How to get an API Key: - Go to Google AI Studio - Sign in with your Google account - Create a new API key - Copy and paste the key into this field

Step 2: Select Resource Type

  1. In the "Resource Type" field, select the type of content you want to process:
  2. Text: For text processing
  3. Image: For image analysis or generation
  4. Audio: For audio processing
  5. Video: For video analysis

Note: The selected resource type determines which operations are available and which additional fields appear.

Step 3: Select Model

  1. In the "Model" field, select the Gemini model you want to use:

Available models: - Gemini 2.5 Pro: Most capable model, ideal for complex tasks - Gemini 2.5 Flash: Fast and efficient, ideal for most use cases - Gemini 2.5 Flash Image: Optimized for image processing - Gemini 2.5 Flash Lite: Lighter, faster, and more economical - Gemini 2.0 Flash: Previous version of the Flash model - Gemini 2.0 Flash Lite: Previous lightweight version

Recommendations: - For image analysis: Use Gemini 2.5 Flash Image or Gemini 2.5 Flash - For image generation: Use Gemini 2.5 Flash - For video analysis: Use Gemini 2.5 Pro or Gemini 2.5 Flash - For text processing: Use Gemini 2.5 Flash (faster) or Gemini 2.5 Pro (more capable)
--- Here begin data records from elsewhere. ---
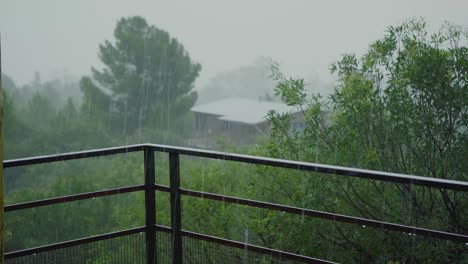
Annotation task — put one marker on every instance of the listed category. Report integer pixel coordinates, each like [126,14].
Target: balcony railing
[173,241]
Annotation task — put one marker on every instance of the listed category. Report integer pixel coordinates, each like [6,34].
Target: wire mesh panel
[125,249]
[163,247]
[198,251]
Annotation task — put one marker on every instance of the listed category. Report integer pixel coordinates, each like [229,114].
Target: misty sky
[60,36]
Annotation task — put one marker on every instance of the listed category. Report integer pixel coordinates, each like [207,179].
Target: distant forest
[401,107]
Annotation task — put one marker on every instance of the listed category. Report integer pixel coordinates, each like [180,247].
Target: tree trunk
[2,246]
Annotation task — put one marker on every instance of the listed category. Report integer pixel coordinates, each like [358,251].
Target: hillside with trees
[401,107]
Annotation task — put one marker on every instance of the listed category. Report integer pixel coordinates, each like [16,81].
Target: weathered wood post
[2,246]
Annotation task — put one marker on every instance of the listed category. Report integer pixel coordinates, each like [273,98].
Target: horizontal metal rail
[263,250]
[71,243]
[296,165]
[230,243]
[330,216]
[73,155]
[74,197]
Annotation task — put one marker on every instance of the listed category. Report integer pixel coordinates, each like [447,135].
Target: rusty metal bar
[71,198]
[331,216]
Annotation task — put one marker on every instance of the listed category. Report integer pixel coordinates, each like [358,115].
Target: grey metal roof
[242,110]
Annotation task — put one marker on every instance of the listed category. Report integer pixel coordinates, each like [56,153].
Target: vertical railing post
[150,206]
[175,208]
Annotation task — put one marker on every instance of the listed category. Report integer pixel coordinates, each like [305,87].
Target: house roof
[242,110]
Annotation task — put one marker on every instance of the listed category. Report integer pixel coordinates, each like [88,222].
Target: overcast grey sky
[305,36]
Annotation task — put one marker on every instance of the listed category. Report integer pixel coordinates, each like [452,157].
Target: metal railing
[177,233]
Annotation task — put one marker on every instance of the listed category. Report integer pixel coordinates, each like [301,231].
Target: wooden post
[2,246]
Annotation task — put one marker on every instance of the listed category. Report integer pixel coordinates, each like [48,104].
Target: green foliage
[400,108]
[147,81]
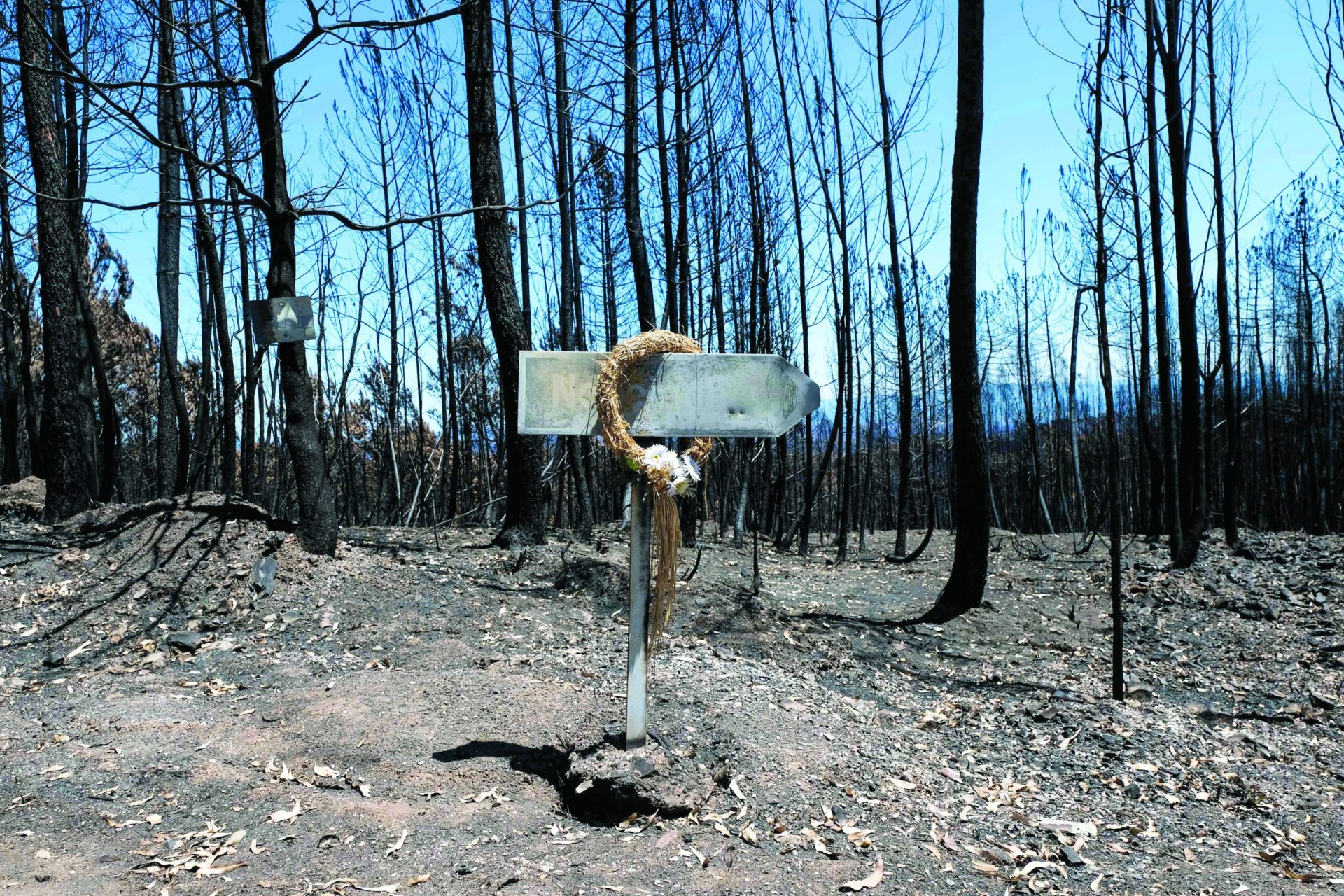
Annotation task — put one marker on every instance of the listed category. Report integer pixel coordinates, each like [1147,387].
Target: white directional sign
[668,396]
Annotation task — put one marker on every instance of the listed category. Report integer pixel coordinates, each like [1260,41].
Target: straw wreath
[668,475]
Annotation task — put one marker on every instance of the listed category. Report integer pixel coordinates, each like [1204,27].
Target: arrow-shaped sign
[668,396]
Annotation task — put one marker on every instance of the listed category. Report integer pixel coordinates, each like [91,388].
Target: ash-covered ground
[426,713]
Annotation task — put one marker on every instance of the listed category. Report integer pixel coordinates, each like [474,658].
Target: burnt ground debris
[166,723]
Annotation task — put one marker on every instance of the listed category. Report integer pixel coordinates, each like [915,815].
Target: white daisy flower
[660,457]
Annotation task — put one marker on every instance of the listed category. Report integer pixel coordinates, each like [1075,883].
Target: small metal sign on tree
[657,384]
[283,320]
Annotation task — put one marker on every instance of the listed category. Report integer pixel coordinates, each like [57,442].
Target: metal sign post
[667,397]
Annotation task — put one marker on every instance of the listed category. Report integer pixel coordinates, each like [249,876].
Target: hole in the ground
[601,801]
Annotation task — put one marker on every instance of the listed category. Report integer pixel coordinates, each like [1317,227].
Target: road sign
[668,396]
[283,320]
Section 2: Prompt Configuration

Step 4: Select Operation (Image and Video Only)

If you selected Image as the resource type:

  1. In the "Operation" field, select:
  2. Generate Image: To create images from descriptions
  3. Analyze Image: To analyze existing images

If you selected Video as the resource type:

  1. In the "Operation" field, select:
  2. Analyze Video: To analyze videos

Note: For Text and Audio resources, this field does not appear since only one operation is available.

Step 5: Configure Image URLs (Image Analysis Only)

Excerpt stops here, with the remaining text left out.